A Landmark Tragedy

The original Penn Station, which opened in 1910 and was torn down for the current Madison Square Garden in 1963, is popularly remembered as one of the greatest buildings in New York City’s history—thoughtlessly destroyed to make room for an ugly modern high-rise and a hideous train station. Its architecture, inspired by Rome’s Baths of Caracalla, has been praised by architects and critics like Ada Louise Huxtable, Lewis Mumford, Norval White, Elliot Willensky, Paul Goldberger, and Michael Kimmelman. As the current station continues to be overwhelmed by daily crowds of commuters on New Jersey Transit and Long Island Railroad trains (at least until the COVID-19 pandemic), its status as an aging, dismal environment has provided a stark contrast to the glorious and wonderful light-filled station that once served as New York’s propylaea.
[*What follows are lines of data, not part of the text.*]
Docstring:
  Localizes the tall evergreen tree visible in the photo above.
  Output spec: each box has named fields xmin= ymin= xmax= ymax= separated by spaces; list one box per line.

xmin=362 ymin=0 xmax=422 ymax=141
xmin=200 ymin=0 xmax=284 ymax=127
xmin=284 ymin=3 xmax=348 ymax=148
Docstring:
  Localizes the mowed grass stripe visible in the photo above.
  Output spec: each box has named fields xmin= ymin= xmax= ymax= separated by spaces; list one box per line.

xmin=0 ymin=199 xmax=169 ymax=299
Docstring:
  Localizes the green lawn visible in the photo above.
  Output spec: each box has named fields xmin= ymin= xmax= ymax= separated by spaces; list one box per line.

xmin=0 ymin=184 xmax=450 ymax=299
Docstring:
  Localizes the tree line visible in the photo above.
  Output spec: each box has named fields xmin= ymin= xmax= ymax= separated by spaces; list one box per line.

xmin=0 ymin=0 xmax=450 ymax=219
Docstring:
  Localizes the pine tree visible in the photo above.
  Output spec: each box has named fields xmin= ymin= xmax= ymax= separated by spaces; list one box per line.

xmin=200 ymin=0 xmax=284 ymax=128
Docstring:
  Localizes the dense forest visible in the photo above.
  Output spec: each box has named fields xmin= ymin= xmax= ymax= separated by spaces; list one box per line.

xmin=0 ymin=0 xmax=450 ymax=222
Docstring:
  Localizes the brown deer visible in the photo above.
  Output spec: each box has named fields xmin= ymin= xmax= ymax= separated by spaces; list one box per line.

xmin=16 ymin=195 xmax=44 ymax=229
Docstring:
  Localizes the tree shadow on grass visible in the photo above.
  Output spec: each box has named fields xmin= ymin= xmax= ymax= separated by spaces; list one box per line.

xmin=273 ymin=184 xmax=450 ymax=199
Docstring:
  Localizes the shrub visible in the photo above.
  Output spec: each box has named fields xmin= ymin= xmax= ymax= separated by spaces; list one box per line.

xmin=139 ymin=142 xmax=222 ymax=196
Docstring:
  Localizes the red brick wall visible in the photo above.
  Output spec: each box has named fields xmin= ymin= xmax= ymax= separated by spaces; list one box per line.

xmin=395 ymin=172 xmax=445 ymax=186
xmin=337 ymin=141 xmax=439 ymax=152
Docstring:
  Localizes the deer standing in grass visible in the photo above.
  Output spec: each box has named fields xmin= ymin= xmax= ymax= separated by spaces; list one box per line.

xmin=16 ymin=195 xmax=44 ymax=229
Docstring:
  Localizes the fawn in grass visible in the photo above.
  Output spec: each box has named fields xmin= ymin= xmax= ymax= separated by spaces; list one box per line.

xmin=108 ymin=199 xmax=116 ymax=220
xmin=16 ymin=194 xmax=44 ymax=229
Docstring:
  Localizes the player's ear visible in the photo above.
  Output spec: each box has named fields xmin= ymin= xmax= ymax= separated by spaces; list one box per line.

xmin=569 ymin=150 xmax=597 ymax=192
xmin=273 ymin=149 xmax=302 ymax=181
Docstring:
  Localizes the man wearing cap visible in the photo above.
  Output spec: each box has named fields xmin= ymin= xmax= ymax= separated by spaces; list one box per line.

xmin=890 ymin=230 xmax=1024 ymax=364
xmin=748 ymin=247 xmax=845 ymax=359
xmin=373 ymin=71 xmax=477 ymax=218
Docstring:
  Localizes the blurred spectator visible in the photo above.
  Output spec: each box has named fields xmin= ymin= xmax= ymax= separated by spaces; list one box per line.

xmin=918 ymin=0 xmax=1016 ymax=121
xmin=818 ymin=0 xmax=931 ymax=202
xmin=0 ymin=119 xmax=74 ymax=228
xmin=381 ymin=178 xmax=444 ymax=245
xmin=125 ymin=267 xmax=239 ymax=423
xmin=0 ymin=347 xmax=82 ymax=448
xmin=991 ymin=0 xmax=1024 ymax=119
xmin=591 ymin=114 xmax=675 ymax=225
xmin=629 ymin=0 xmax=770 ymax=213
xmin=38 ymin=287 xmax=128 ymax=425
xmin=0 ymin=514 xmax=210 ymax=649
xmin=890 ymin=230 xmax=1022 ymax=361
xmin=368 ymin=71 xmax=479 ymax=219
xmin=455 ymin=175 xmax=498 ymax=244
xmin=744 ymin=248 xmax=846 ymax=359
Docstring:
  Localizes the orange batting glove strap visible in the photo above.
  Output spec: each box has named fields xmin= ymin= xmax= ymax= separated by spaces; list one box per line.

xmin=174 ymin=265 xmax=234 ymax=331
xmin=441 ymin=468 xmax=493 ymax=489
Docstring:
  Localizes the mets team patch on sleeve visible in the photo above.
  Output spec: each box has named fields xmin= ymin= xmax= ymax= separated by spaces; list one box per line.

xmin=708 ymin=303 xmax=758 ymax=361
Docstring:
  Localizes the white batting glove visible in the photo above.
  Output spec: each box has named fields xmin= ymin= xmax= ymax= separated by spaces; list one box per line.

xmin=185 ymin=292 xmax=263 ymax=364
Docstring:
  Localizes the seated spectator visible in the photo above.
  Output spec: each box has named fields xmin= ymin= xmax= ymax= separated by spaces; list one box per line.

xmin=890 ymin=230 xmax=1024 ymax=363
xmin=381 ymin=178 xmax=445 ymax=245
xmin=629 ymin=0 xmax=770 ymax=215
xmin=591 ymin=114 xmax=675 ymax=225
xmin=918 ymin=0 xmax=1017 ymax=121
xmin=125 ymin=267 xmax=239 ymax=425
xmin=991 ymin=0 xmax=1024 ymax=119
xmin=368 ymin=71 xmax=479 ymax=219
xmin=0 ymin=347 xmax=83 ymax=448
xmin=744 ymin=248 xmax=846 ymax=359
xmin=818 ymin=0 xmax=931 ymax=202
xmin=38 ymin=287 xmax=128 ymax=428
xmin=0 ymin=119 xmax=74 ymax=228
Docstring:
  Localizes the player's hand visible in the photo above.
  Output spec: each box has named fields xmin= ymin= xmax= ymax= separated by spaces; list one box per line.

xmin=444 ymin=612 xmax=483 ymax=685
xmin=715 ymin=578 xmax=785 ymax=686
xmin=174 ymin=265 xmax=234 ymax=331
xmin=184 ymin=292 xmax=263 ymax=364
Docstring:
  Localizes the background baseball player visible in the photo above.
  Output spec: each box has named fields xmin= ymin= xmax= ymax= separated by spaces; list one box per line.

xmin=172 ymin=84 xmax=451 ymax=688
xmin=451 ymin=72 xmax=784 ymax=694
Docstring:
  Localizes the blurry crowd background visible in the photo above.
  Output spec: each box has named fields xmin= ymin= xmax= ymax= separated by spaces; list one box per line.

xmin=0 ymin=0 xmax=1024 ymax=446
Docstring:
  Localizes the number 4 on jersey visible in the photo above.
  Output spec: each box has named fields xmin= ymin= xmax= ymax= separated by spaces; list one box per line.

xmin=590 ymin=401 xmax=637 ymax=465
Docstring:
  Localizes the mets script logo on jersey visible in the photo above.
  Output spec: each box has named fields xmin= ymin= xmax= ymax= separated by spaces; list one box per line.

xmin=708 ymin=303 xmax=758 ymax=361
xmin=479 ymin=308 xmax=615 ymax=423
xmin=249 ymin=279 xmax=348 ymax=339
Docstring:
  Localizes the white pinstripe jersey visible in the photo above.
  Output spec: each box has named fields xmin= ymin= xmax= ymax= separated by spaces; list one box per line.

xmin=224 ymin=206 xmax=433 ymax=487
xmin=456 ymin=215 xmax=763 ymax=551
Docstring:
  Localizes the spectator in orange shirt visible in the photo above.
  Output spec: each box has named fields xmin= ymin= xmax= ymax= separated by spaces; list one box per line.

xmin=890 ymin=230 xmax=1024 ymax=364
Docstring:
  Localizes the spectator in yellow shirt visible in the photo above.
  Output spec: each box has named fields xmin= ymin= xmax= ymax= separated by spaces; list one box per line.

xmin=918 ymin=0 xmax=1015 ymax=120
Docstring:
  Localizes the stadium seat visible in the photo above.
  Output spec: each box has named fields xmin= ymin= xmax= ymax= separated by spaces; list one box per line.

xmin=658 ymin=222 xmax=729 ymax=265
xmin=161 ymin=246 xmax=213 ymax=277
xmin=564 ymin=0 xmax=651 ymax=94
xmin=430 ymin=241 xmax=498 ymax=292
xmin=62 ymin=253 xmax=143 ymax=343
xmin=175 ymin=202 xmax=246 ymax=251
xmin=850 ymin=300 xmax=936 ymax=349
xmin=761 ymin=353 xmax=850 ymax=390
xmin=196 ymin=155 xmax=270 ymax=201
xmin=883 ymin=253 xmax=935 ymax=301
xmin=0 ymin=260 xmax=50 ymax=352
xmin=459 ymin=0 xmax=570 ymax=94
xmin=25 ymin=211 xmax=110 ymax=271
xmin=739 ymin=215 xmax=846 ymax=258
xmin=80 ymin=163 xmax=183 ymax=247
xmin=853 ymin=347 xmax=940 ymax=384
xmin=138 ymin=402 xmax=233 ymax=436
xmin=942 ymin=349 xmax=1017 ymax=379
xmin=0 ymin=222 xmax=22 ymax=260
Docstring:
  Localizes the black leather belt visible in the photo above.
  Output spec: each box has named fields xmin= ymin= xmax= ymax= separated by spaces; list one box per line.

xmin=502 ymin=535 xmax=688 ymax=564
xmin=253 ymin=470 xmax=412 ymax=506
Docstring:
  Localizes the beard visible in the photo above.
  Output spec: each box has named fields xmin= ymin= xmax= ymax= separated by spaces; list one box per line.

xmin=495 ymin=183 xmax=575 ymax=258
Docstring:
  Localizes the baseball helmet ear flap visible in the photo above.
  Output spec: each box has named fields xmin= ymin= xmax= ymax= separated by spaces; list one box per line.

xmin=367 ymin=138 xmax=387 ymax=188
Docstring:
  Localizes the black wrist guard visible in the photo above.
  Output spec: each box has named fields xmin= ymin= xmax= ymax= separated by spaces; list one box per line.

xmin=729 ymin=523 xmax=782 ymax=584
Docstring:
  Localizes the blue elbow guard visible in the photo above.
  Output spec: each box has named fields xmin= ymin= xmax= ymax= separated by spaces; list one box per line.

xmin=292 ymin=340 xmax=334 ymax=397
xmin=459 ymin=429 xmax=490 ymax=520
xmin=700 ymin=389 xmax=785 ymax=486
The original station continues to loom large in popular culture. The PBS documentary series American Experience dedicated a show to it and at least a half-dozen non-fiction books have been published on it in the twenty-first century. It has also been featured prominently in books about lost landmarks or train stations and has served as a setting for novels and plays. Perhaps the most striking example of its enduring legacy is that, as the current station and the buildings now atop it continue to age and grow inadequate to their uses, several individuals and groups, including the late Senator Daniel Patrick Moynihan and the National Civic Art Society, have called for rebuilding it.

This idea, which backers estimate would cost up to $3.5 billion (not including the cost of relocating Madison Square Garden or demolishing or cladding Two Penn Plaza), has not attracted much attention from New York’s movers and shakers to date, but perhaps they should reconsider in light of the planned total rebuild and restoration of Notre Dame de Paris. According to the advocacy site Rebuild Penn Station, the project would “Right a historic wrong,” while Marlo Safi writes in National Review that “Perhaps it’s time for New York City to prove that within its concrete jungle is a second chance, a rectified mistake, a sign of forgiveness and opportunity in a dog-eat-dog world that can be callous and harsh.”